Lo que fuera, con tal de dar rienda suelta a tantas ideas, referencias,
surrealismos. Así que tuve claro qué quería estudiar y dónde acabar
microfonado. El tiempo, la suerte y el esfuerzo jugaron a mi favor, llegando a
cumplir un sueño muy joven: tener mi propio programa. Dirigirlo y presentarlo. En él, volqué muchos
contenidos y gentes interesantes, como mis grandes programas referentes, los de
Jesús Hermida. El magazine de toda la vida, con todo y más. Y un tono
desenfadado, personal y sincero. Nunca entendí el recurrir a esa distancia
entre el habitante de la televisión y sus receptores. Fui feliz, tuve total
libertad e hice cosas experimentos televisivos a la escala de nuestras
posibilidades. Las circunstancias agotaron demasiado pronto esa etapa, que
admito añoraré siempre.

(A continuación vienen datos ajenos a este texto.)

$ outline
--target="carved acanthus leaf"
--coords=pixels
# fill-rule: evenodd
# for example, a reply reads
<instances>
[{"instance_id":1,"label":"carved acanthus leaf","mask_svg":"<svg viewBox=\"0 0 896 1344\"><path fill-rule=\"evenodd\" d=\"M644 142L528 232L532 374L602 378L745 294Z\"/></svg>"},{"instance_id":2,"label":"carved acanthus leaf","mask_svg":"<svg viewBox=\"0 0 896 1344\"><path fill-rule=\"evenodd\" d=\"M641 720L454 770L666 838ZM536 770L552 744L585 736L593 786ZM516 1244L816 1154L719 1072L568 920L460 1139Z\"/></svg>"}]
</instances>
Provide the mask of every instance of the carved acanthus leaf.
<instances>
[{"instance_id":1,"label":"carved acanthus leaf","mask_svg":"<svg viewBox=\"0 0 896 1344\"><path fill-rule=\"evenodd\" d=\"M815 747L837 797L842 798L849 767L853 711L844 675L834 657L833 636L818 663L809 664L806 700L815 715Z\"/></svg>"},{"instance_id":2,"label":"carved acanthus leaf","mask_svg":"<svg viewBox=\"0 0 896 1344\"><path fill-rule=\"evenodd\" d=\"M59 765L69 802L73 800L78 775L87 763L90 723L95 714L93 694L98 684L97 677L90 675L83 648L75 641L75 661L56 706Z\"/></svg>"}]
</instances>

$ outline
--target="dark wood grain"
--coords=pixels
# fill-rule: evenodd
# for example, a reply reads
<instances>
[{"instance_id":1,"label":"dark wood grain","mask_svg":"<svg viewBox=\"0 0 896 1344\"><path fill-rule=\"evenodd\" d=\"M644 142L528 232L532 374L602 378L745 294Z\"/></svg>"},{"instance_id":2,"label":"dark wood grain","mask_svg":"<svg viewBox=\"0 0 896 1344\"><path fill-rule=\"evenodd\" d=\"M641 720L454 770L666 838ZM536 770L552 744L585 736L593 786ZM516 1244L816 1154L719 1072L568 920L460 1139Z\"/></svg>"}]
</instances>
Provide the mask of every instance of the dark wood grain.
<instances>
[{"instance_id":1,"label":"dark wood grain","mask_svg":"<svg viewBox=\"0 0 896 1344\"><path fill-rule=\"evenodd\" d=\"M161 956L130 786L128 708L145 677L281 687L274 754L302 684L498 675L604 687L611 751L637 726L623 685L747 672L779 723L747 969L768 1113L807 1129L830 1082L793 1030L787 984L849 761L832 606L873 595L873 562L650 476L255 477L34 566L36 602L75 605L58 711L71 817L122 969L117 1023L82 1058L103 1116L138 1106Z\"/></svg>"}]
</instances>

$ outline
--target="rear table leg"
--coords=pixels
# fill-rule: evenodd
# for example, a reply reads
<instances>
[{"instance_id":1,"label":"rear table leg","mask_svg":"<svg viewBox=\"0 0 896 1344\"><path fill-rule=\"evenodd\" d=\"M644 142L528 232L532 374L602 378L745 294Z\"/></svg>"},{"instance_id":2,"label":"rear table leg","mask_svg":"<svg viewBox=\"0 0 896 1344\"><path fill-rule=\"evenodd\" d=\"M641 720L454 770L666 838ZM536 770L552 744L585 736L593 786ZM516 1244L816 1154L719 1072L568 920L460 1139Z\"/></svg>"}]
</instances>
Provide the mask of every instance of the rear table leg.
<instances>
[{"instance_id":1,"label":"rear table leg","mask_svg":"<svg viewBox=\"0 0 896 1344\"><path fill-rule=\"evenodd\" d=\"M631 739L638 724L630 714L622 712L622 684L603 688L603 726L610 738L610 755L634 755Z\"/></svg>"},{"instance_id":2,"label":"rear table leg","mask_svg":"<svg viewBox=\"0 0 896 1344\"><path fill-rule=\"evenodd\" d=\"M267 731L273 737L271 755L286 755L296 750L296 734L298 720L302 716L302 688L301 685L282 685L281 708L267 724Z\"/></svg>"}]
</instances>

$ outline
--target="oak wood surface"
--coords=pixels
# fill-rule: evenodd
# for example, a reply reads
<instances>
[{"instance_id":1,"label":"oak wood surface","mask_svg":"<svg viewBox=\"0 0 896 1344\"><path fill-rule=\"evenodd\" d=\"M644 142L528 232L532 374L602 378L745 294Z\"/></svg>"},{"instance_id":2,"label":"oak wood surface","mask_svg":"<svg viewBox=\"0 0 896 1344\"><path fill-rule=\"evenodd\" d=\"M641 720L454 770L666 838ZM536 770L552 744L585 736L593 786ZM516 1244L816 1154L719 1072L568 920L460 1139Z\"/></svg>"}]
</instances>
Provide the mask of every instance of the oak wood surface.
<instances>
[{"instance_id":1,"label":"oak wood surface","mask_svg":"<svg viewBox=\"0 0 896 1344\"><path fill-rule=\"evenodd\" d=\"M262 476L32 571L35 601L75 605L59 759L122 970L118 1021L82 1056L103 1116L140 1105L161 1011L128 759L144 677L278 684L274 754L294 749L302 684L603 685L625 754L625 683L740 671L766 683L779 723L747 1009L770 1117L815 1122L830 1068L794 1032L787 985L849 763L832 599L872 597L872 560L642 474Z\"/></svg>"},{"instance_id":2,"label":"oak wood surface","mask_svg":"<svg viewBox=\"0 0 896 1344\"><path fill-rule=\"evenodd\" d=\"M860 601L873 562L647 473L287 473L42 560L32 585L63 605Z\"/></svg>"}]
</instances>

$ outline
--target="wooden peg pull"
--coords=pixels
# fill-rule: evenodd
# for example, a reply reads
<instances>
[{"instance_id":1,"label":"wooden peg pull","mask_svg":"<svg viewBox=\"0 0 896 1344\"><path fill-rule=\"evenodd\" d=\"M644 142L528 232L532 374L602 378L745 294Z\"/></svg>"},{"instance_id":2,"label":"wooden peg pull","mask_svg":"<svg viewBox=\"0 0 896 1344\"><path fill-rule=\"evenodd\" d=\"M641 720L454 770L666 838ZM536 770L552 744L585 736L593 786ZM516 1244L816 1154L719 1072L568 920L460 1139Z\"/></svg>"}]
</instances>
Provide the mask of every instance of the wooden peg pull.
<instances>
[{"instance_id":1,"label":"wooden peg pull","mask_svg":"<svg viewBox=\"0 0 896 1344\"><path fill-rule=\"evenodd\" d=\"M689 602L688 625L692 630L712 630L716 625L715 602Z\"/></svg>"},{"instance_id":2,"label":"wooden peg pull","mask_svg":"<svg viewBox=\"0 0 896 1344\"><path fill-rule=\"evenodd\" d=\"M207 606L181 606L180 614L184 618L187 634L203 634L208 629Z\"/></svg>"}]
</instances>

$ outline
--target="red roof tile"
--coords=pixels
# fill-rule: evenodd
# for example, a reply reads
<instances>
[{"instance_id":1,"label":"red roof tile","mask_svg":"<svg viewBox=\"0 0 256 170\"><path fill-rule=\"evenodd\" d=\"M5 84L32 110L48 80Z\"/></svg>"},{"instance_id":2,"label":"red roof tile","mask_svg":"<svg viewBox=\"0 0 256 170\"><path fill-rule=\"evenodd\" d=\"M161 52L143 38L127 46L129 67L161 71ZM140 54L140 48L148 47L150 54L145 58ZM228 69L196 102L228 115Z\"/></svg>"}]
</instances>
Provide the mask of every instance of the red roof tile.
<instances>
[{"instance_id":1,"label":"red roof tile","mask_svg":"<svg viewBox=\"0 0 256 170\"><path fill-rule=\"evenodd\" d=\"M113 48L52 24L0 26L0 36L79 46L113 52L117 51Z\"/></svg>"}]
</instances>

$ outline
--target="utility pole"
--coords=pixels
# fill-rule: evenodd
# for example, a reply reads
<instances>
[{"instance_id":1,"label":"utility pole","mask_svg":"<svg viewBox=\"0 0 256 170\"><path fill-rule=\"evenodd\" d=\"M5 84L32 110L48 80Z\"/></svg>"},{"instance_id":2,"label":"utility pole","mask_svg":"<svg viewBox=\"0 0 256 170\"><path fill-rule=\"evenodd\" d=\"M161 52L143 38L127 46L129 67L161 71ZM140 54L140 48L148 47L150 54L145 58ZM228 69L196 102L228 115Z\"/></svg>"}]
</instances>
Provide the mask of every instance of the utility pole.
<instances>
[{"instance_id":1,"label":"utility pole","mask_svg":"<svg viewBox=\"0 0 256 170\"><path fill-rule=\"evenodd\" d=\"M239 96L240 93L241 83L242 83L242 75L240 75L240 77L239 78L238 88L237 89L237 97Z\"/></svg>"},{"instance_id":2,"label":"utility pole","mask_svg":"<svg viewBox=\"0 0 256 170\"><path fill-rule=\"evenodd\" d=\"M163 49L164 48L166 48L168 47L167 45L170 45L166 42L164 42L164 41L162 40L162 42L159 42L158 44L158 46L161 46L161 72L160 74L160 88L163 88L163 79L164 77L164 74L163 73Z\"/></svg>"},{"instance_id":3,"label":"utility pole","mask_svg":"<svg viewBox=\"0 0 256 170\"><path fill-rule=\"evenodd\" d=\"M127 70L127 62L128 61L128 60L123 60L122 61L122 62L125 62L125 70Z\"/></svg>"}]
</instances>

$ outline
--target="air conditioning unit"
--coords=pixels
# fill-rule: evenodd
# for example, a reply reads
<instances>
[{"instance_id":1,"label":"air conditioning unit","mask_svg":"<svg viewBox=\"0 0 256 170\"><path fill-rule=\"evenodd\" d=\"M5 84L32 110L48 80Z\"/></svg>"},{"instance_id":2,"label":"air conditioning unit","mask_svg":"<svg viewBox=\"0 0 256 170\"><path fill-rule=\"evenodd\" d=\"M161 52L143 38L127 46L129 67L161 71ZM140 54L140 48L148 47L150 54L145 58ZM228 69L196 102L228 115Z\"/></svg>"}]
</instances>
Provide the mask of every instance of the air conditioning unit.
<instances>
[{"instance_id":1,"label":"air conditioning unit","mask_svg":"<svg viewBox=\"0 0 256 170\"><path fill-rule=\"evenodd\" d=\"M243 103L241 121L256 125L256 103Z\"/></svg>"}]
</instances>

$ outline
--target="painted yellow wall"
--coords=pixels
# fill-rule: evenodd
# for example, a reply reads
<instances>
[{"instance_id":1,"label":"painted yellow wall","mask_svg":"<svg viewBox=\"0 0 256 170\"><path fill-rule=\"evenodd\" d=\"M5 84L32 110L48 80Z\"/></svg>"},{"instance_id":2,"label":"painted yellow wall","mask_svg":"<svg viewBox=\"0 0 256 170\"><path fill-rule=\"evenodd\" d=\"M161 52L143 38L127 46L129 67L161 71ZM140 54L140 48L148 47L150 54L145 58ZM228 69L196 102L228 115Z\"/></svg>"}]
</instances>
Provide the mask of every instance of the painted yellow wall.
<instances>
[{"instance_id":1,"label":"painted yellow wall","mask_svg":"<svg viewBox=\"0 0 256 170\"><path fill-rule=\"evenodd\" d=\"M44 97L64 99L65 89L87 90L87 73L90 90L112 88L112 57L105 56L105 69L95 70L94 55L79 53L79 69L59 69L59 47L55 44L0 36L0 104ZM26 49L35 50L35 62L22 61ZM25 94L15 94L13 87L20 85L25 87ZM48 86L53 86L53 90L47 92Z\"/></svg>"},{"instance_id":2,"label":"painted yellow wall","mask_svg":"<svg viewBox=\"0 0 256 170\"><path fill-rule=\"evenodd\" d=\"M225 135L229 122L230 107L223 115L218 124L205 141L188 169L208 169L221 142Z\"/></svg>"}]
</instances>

Experiencias posteriores e intentos de abrir puertas me
demostraron que hay que tener mucho cuajo para hacer de la TV tu vida. Consejos
de absurdos con éxito, trepismos supinos, enchufes de instalación dudosa, Explotación
(mayúscula pretendida)... Da lo mismo, porque la inocencia y la ingenuidad que
me empujaron hacia lo mediático ya se esfumaron.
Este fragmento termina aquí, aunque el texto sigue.